Al festival dell'IA per i giovani di Boston un concorso d'arte studentesco esplora l'impatto dell'IA generativa

Quattro studenti delle superiori hanno vinto il concorso artistico Me, Myself, and AI all'America’s Youth AI Festival di Boston, riflettendo sull'influenza sociale dell'IA grazie a un percorso didattico del MIT RAISE.
Quattro studenti delle scuole superiori sono stati proclamati vincitori dell'edizione 2026 del concorso artistico Me, Myself, and AI all'America’s Youth AI Festival di Boston. Organizzato da Day of AI, MIT RAISE, The School Superintendents Association e dall'Edward M. Kennedy Institute, il festival di tre giorni ha riunito docenti, dirigenti scolastici e studenti per interrogarsi sull'uso accettabile dell'IA in classe e sul suo più ampio impatto sociale.
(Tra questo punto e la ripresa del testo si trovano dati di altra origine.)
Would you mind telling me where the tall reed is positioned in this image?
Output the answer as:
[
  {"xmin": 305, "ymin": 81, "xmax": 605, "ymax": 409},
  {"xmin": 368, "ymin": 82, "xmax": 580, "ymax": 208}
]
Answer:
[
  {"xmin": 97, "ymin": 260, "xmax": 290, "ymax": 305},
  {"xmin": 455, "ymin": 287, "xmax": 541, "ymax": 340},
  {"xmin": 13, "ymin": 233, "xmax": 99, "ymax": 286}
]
Gli artisti premiati — in rappresentanza di scuole di Alabama, New Jersey, New York e Georgia — hanno presentato opere che raffigurano le attuali interazioni tra esseri umani e intelligenza artificiale e immaginano come la tecnologia potrà plasmare le comunità nei prossimi 50 anni.
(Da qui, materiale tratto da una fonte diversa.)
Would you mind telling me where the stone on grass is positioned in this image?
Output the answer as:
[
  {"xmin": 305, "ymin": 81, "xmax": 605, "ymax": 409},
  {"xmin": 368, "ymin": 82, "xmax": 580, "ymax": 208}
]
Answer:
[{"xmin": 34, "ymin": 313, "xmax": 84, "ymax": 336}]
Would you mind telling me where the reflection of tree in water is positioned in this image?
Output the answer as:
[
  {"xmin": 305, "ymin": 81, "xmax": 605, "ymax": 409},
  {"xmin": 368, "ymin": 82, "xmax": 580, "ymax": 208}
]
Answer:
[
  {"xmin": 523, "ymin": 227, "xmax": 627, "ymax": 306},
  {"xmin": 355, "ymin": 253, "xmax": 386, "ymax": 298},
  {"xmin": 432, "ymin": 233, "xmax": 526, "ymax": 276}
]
Il concorso nasce dal percorso in cinque lezioni AI and the Creative Arts Curriculum, sviluppato dall'iniziativa Responsible AI for Social Empowerment and Education (RAISE) del MIT insieme a Day of AI. Pubblicate nel gennaio 2025 per studenti dagli otto anni in su, le lezioni accompagnano i ragazzi nell'analisi dei contenuti generati dall'IA, nel dibattito sulle questioni di paternità e originalità dell'opera e nella produzione di lavori originali. Secondo il direttore esecutivo di Day of AI, Jeffrey Riley, i lavori sono stati valutati non per la raffinatezza visiva della pura generazione automatica, ma per il processo, l'originalità e l'autentica integrazione della voce personale dello studente.
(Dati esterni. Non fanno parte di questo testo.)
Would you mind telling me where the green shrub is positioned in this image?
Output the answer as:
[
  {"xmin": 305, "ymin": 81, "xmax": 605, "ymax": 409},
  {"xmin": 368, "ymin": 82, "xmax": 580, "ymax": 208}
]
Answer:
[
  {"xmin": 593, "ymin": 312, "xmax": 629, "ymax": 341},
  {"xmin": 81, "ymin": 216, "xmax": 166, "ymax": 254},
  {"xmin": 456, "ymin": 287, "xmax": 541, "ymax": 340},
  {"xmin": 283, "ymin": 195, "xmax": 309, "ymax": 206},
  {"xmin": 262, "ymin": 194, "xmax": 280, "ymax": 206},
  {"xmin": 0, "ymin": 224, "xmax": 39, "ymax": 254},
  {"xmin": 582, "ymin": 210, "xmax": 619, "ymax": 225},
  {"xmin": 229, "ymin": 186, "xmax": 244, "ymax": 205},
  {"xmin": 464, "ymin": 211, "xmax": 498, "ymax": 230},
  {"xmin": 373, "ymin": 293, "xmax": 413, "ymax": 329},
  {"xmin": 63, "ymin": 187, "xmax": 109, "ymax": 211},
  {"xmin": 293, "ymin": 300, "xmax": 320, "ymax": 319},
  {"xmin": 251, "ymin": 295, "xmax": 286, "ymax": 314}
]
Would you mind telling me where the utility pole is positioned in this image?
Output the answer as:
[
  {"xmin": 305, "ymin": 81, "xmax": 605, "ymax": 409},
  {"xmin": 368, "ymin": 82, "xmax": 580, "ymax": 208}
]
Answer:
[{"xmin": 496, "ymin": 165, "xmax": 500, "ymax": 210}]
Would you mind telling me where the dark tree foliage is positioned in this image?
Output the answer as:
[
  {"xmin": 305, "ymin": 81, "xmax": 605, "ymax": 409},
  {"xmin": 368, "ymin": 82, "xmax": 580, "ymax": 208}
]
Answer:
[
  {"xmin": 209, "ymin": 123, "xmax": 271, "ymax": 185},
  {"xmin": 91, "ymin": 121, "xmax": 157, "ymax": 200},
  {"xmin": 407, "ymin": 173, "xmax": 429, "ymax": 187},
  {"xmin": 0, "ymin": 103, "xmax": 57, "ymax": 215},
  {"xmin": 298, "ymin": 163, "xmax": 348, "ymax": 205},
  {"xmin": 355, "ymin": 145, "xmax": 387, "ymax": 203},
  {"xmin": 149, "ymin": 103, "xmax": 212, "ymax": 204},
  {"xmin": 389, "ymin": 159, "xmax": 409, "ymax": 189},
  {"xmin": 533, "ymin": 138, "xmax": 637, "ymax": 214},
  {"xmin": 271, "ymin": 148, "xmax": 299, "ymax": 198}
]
L'iniziativa segnala un'evoluzione in corso nella didattica dell'IA, che estende la materia oltre la programmazione tecnica e la meccanica dei prompt fino all'analisi critica dei confini etici e creativi. Man mano che gli strumenti generativi entrano nei normali flussi di lavoro digitali, inserire la valutazione critica e la riflessione artistica nei programmi scolastici prepara gli studenti a muoversi tra gli strumenti algoritmici con intenzione consapevole anziché con passiva dipendenza.